Почти семнадцать столетий пролежали под пеплом Помпеи, прежде чем были извлечены из своей немой могилы; их стены словно только вчера выкрашены, красивые мозаичные полы ничуть не поблекли, на форуме еще стоят недостроенные колонны, так, как их оставили мастера, в садах сохранились жертвенные треножники, в залах – сундуки для драгоценностей, в банях – щетки, в театрах – хитроумные устройства при входе, в атриях – мебель и светильники, в триклиниях – остатки последнего пира, в спальнях – благовония и румяна давно истлевших красавиц, и всюду – кости и скелеты людей, когда-то приводивших в движение этот небольшой, но блестящий механизм роскоши и самой жизни.
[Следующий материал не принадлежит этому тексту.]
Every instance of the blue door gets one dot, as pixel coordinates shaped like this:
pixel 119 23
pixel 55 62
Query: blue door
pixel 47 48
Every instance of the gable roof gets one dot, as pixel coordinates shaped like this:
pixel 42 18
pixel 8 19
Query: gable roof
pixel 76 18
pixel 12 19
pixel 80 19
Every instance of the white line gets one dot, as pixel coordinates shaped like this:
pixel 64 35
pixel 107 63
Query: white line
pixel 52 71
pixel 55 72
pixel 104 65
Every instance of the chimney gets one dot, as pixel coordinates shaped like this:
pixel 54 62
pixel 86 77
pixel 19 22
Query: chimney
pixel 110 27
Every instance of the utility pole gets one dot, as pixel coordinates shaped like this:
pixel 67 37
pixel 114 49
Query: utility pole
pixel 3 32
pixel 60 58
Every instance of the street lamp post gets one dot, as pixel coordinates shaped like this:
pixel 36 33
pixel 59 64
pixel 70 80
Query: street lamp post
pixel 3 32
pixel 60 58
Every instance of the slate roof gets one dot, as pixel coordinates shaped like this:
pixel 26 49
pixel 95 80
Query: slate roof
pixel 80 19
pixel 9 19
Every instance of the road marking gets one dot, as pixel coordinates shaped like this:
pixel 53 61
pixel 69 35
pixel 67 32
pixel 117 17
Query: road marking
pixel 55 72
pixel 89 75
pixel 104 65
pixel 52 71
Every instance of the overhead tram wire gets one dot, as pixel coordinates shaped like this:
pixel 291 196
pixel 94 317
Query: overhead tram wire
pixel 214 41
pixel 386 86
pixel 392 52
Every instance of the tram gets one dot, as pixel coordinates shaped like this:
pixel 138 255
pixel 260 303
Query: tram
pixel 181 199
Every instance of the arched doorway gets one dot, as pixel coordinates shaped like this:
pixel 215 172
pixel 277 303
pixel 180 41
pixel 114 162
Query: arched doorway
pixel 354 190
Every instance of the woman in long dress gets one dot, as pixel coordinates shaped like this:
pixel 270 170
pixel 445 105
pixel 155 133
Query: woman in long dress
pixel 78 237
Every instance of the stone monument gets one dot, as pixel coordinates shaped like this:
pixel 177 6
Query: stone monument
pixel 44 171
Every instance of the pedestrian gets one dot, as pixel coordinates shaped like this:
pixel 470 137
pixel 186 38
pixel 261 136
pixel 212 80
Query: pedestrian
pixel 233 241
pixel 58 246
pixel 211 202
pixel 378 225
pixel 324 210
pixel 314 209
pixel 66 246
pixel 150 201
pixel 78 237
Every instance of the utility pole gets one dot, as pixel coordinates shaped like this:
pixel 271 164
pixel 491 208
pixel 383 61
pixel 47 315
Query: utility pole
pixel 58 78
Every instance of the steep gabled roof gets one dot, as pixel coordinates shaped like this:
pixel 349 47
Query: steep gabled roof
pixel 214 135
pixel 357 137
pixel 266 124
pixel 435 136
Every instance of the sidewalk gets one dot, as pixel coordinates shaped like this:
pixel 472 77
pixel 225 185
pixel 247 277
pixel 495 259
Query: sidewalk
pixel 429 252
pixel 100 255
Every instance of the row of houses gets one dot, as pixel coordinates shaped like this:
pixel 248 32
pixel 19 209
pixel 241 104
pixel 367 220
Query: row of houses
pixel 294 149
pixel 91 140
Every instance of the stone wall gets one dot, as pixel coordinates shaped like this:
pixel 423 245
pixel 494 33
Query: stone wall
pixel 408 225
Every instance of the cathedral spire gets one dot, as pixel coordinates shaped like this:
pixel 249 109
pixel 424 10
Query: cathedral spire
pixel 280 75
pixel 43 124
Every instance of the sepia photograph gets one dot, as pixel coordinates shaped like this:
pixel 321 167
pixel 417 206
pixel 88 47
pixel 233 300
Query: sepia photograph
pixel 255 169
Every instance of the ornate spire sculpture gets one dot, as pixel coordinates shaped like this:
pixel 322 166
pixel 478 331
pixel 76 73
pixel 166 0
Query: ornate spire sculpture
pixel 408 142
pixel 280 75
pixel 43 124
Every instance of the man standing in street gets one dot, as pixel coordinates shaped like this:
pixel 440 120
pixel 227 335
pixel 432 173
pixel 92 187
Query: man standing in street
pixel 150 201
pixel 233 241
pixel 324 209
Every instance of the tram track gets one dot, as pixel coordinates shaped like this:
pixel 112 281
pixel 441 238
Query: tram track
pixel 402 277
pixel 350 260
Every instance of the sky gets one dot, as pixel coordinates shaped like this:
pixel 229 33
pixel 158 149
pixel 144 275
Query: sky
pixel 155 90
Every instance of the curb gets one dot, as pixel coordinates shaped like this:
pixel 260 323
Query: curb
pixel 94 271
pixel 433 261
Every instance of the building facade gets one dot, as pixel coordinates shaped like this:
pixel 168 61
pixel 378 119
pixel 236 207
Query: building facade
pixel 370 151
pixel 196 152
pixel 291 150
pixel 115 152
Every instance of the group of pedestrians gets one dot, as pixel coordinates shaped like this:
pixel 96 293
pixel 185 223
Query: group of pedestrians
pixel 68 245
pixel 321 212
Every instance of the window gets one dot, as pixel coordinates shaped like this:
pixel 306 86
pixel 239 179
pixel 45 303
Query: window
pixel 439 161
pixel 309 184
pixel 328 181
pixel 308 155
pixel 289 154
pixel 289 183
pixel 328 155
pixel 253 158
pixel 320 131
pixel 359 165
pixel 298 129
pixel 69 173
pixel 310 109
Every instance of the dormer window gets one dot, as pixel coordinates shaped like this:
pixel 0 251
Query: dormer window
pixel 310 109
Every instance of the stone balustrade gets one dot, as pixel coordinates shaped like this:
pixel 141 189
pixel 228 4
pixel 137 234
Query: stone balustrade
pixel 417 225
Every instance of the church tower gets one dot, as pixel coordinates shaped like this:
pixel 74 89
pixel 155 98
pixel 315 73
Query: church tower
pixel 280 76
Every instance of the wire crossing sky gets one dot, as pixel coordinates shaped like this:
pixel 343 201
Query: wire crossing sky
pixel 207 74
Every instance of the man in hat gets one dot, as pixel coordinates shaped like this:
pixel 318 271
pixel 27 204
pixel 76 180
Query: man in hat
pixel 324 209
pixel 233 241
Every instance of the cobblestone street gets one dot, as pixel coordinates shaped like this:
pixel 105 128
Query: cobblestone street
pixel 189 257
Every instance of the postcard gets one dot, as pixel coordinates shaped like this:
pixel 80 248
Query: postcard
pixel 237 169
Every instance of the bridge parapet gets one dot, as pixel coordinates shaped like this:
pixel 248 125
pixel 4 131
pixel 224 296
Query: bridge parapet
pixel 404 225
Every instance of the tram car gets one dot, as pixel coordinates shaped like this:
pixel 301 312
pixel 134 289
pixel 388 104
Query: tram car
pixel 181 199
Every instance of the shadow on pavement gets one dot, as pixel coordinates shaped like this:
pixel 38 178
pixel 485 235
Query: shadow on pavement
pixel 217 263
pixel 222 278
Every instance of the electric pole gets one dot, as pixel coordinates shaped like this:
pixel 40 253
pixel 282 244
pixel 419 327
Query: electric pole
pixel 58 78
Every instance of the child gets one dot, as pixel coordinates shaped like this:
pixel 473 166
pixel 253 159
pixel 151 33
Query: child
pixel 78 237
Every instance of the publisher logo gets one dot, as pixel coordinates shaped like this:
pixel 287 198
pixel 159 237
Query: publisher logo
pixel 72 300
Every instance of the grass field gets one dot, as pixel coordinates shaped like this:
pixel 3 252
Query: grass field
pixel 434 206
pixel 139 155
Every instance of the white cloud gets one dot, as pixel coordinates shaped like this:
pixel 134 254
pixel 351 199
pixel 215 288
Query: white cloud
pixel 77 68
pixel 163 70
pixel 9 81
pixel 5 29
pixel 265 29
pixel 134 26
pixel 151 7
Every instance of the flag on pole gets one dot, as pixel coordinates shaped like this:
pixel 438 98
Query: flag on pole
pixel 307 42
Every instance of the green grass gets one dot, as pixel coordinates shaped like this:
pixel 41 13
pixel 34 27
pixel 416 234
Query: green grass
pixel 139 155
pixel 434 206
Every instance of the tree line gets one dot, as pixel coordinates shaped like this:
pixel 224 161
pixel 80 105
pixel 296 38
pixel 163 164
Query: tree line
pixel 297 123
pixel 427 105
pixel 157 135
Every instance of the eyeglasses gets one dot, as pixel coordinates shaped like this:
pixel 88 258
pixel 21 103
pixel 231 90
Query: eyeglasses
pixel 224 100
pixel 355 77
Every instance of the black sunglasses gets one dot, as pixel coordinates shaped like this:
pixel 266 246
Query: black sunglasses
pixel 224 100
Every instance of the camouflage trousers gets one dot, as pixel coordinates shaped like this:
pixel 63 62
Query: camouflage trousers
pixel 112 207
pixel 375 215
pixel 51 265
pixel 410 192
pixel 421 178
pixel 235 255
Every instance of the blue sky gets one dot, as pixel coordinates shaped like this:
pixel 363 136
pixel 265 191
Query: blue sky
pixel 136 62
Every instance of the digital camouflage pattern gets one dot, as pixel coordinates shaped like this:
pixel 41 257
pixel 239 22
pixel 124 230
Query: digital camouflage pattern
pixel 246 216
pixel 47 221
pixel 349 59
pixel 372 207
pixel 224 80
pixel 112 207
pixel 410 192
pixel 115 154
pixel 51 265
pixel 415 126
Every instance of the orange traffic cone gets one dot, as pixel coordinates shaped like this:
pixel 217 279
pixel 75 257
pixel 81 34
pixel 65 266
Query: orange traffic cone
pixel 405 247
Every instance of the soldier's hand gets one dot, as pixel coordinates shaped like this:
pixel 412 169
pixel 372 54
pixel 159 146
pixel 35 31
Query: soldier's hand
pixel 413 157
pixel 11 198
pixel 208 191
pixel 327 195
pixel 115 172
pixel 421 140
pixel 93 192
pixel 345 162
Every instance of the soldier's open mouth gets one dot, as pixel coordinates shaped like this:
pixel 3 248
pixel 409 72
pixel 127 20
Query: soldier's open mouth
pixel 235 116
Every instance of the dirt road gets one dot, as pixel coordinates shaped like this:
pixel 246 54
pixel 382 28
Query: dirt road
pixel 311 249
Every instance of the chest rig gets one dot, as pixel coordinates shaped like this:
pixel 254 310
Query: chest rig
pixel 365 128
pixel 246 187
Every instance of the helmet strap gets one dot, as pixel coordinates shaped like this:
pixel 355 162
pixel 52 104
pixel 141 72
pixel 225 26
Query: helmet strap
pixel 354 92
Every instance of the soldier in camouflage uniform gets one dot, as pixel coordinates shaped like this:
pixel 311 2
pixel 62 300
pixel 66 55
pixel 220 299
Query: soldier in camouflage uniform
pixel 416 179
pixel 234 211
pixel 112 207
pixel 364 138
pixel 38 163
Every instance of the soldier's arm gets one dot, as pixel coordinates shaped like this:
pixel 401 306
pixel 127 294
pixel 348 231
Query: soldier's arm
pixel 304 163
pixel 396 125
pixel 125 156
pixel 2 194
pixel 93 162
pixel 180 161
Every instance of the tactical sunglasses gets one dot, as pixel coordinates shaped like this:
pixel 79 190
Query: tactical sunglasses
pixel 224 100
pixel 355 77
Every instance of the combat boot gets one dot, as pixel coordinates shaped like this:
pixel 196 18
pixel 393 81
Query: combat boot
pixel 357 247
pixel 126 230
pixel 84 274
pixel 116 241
В глубоких подвалах дома Диомеда возле двери были найдены двадцать скелетов, в том числе один детский, засыпанный мелким пеплом, который ветер, видимо, постепенно заносил сквозь щели, пока не завалил все подземелье. Там же оказались драгоценности, монеты, светильники, вино, которое могло лишь продлить предсмертные муки и засохло в амфорах. Мокрый пепел, затвердев, принял форму человеческих фигур; до сих пор можно увидеть отпечаток женской шеи и юной округлой груди – это все, что осталось от красавицы Юлии. Вероятно, воздух постепенно отравляли сернистые испарения; все бросились к двери подвала, но она была завалена снаружи пеплом, и, не в силах открыть ее, люди задохнулись.
В саду нашли скелет, костлявая рука которого сжимала ключ, а рядом – сумку с монетами. Предполагают, что это хозяин дома, злополучный Диомед, который, возможно, пытался спастись через сад и либо задохнулся, либо был убит осколком камня. Тут же лежали серебряные сосуды и другой скелет, вероятно, раба.
Дома Саллюстия и Пансы, так же как и храм Исиды с его статуями, в которых спрятаны хитроумные приспособления для вещания священных оракулов, теперь открыты любознательному взгляду. В одной из пристроек нашли огромный скелет, а рядом с ним – топор; две стены были прорублены, но выбраться наружу жертве так и не удалось. Посреди города нашли другой скелет, а рядом с ним – кучу монет и множество священных украшений из храма Исиды. Смерть настигла жадного вора, и Кален умер одновременно с Бурдоном. Когда были расчищены горы обломков, на одной из улиц нашли скелет человека, буквально расколотый надвое упавшей статуей; череп его имел удивительную форму и был отмечен печатью злобного и гибкого ума. Прошло много столетий, но и теперь еще можно видеть просторный дом, в причудливых галереях и великолепных покоях которого когда-то жил, мечтал и творил зло египтянин Арбак.
Глядя на все эти реликвии общественного строя, который навеки исчез с лица земли, пришелец с того далекого варварского острова, при имени которого римляне содрогались, здесь, среди красот дивной Кампании, написал эту книгу.